JSW Steel is also on the verge of taking over the insolvent Bhushan Power & Steel for ₹19,700 crore, which could add to the debt of the company.

Debt levels of these steel companies have shot up to fund their expansion plans. In FY18 and FY19, the total debt of Tata Steel went up by 11 per cent and 9.4 per cent y-o-y, respectively (against an average of 7 per cent in the previous five years). JSW Steel’s debt levels rose by 20 per cent y-o-y in FY19 alone.

The consolidated debt of Tata Steel and JSW Steel as on March 31, 2019, stood at ₹1,00,816 crore and ₹47,396 crore, respectively.

Despite high leverage on balance sheets, they managed to keep most of their debt metrics at reasonable levels till FY19 on the back of healthy growth in revenues and profits.

However, FY20 has not been favourable for the steel industry. As per Moody’s Investors Service, steel consumption growth slowed to about 3.5 per cent for the nine months ended December 2019 from 7.5 per cent growth in the fiscal 2019.

Also, as per data from SteelMint, the benchmark steel prices in India have touched a low of ₹34,500 per tonne from a peak of ₹42,800 a tonne in 2019. While there was some respite for steel prices in December 2019 due to improved sentiments, the rise was tepid. Steel prices currently rule at around ₹38,250 a tonne.

Weakening debt metrics

The total debt/EBITDA (trailing 12 months) — earnings before interest, taxes, depreciation, and amortisation — is a ratio that measures the amount of operating income available to pay down debt. A high ratio indicates that a company has a high debt burden.

In the case of Tata Steel, the debt/EBITDA ratio for the quarter ended September 30, 2019, increased to 4.39 times from 3.40 times recorded in FY19. JSW Steel’s debt/EBITDA ratio, too, increased to 2.82 times for H1FY20 from 2.5 times for FY19.

The increase in debt and the fall in EBIDTA (34-40 per cent y-o-y) during the six months ended September 2019 led to the increase in the total debt/EBITDA ratio for these companies.

The fall in EBITDA has also impacted the interest coverage ratio — EBITDA/interest cost (higher the better).

For Tata Steel, the interest coverage ratio was 3.88 times in FY19; it fell to 1.87 times in the latest December quarter. In the case of JSW Steel, this ratio dropped to 2.31 times in the December quarter, from 2.74 times in FY19.

While both companies expect to repay some of the debt, a look at the net debt-to-operating cash flow ratio (lower the better) suggests that it could be a difficult task.

JSW Steel’s net debt to operating cash flow ratio stood at 9 times in H1 FY20 (up from 3.76 in FY19). This ratio has deteriorated significantly for Tata Steel as it recorded a ratio of 17.52 times for H1FY20 against 5 times in FY19.

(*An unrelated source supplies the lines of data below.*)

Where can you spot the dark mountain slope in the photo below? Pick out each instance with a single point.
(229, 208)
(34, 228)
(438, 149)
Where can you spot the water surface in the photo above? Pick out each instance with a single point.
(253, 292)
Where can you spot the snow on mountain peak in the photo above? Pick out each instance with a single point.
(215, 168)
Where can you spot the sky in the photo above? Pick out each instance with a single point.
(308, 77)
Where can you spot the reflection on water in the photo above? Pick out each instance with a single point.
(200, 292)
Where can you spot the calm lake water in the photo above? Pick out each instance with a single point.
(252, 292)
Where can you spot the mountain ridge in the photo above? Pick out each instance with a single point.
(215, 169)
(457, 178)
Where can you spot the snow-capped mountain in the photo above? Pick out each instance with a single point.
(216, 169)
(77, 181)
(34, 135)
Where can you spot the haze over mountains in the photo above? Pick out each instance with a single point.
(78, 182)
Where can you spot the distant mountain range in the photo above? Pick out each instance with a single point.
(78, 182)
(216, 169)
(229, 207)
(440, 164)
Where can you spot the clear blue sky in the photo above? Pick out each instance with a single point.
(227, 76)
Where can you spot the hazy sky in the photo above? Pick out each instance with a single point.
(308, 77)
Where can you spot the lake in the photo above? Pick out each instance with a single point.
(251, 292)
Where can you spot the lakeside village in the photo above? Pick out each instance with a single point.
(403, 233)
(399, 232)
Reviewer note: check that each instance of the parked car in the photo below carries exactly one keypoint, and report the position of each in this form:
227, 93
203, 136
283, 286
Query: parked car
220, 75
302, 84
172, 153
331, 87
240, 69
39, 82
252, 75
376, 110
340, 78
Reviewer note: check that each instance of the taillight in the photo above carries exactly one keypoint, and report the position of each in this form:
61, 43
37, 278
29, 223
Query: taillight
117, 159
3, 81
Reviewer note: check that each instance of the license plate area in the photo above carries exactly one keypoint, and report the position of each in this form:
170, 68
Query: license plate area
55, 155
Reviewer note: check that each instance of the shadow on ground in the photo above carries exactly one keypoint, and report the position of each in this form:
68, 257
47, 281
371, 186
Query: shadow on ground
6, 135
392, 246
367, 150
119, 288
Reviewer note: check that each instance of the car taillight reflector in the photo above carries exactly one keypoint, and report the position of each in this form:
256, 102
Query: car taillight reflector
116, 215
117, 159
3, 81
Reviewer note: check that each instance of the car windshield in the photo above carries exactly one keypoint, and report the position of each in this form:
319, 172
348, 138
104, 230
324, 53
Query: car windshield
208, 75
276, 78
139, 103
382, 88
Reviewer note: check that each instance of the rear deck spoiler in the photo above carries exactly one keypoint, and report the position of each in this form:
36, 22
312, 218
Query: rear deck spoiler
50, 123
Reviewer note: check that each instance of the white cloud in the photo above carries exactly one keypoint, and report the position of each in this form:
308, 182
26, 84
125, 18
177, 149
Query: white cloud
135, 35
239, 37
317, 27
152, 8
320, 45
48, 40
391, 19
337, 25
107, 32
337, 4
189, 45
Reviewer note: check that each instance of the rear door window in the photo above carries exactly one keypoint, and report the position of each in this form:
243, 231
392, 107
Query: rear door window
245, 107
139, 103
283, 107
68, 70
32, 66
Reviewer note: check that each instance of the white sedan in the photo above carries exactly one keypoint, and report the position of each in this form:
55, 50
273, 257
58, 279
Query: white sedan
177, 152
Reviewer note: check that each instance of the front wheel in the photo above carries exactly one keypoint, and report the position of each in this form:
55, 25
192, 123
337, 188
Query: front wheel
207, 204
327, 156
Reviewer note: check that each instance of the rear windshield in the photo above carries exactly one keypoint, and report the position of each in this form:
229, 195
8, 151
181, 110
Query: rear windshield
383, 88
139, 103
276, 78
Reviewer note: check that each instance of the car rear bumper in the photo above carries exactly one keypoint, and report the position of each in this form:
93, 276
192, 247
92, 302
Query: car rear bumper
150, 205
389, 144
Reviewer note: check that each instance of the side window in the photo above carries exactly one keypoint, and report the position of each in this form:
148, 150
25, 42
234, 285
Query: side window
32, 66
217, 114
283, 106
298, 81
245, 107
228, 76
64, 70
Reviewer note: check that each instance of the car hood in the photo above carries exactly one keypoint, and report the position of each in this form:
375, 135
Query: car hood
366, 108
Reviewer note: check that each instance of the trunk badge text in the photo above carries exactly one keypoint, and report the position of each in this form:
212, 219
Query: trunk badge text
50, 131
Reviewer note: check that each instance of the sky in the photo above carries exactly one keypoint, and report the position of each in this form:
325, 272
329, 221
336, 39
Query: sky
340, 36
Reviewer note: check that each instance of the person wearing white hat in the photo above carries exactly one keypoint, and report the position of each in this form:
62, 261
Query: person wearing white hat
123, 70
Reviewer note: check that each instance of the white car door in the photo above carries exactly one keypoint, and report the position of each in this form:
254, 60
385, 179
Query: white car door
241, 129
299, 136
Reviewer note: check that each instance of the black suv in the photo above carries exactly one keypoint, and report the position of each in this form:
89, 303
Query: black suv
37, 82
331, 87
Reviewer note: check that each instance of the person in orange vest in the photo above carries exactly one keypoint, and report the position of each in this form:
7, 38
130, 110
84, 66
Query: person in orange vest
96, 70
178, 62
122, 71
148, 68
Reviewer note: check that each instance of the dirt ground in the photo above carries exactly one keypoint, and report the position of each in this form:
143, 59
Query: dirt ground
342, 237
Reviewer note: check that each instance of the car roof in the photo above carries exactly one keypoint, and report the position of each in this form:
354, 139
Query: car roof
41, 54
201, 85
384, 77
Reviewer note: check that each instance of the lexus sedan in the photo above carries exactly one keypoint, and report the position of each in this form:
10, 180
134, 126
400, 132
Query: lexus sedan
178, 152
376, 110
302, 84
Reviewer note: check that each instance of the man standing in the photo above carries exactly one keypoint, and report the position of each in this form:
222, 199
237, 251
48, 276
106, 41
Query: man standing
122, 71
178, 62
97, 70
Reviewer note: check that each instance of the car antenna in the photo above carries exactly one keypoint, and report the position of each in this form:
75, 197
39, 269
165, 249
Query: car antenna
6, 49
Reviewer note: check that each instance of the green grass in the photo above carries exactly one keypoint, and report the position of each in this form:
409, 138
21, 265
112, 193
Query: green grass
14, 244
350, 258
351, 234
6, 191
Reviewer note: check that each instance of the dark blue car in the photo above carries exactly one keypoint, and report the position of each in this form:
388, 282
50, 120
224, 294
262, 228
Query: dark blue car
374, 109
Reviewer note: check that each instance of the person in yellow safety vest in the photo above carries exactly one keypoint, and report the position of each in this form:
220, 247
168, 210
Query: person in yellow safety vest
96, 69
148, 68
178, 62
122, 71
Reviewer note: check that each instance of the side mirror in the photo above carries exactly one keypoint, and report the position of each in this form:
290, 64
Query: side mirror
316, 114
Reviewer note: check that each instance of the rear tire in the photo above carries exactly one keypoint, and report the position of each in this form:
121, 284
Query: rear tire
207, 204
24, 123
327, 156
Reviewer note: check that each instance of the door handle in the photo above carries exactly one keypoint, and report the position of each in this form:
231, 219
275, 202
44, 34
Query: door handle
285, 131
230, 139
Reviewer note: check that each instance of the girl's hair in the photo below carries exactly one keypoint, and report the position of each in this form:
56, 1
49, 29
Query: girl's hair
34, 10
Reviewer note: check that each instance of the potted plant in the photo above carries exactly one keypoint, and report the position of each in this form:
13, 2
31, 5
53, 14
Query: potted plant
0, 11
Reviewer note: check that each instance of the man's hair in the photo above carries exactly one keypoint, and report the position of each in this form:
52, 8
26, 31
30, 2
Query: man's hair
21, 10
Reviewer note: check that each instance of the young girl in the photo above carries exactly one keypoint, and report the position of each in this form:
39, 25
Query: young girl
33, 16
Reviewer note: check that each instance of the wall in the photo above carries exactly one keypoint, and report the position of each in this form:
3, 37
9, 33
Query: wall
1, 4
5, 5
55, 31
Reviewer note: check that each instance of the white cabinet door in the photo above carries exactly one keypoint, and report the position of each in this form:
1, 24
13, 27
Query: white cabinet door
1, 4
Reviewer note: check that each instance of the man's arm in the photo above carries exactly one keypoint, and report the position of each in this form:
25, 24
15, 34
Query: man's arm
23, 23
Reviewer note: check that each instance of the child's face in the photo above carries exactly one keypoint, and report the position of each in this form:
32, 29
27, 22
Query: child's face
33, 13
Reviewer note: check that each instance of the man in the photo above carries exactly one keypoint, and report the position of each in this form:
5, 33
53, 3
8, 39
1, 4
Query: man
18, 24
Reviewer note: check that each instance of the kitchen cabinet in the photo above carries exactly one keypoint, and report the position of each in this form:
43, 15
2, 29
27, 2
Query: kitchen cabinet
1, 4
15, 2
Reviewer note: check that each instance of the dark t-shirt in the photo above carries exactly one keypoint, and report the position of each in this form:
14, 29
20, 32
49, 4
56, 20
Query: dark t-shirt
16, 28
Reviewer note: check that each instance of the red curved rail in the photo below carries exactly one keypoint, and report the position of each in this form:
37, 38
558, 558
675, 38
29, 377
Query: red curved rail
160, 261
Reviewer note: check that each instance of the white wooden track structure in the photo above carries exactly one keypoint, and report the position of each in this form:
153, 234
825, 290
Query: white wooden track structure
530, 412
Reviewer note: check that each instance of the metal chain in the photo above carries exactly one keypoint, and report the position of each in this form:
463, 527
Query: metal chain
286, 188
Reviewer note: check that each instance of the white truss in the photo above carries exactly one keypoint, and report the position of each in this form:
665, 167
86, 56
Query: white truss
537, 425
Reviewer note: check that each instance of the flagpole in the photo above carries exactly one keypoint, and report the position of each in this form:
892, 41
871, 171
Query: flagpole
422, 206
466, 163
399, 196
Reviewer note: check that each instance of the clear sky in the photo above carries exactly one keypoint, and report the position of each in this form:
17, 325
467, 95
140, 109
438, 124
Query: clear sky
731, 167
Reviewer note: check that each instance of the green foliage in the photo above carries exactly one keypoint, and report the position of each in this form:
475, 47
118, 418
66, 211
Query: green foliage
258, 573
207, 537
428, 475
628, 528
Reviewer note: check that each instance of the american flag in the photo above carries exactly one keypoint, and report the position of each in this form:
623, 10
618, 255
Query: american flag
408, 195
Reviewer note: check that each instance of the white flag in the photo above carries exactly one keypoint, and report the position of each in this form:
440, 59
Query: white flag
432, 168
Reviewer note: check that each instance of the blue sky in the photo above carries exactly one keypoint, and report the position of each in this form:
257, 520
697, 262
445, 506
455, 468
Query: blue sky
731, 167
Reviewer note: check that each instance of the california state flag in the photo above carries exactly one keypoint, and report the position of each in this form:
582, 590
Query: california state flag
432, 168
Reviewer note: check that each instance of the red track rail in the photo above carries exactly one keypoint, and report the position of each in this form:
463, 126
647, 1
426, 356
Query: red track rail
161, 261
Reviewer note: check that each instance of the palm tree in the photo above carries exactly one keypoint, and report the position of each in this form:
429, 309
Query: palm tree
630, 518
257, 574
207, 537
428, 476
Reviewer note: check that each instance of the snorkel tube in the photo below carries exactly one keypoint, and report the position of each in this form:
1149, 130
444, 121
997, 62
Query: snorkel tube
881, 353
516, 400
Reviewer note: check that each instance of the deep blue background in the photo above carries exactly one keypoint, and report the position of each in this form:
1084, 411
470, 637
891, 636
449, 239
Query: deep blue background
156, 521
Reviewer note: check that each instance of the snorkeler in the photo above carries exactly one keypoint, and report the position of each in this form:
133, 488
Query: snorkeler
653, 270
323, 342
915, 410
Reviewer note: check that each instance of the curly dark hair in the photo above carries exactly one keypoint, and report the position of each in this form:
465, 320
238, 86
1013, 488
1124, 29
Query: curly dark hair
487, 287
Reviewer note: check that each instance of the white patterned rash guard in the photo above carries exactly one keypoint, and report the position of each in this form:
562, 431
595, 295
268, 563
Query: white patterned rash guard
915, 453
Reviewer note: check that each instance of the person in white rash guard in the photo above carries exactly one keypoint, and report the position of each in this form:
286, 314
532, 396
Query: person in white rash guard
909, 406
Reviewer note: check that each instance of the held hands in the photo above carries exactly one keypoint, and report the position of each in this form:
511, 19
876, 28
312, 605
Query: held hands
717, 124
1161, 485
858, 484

Also, recently, Moody’s changed the outlook of JSW Steel’s credit ratings to stable from positive, reflecting the weaker-than-expected operating performance and Moody’s expectation that it will take longer for the company’s credit metrics to improve to the previous levels.

The outbreak of Covid-19 and the expected fall in both global and domestic growth rates are likely to impact the demand and prices of steel, going ahead. This might result in a further decline of the debt-servicing ability of these steel companies.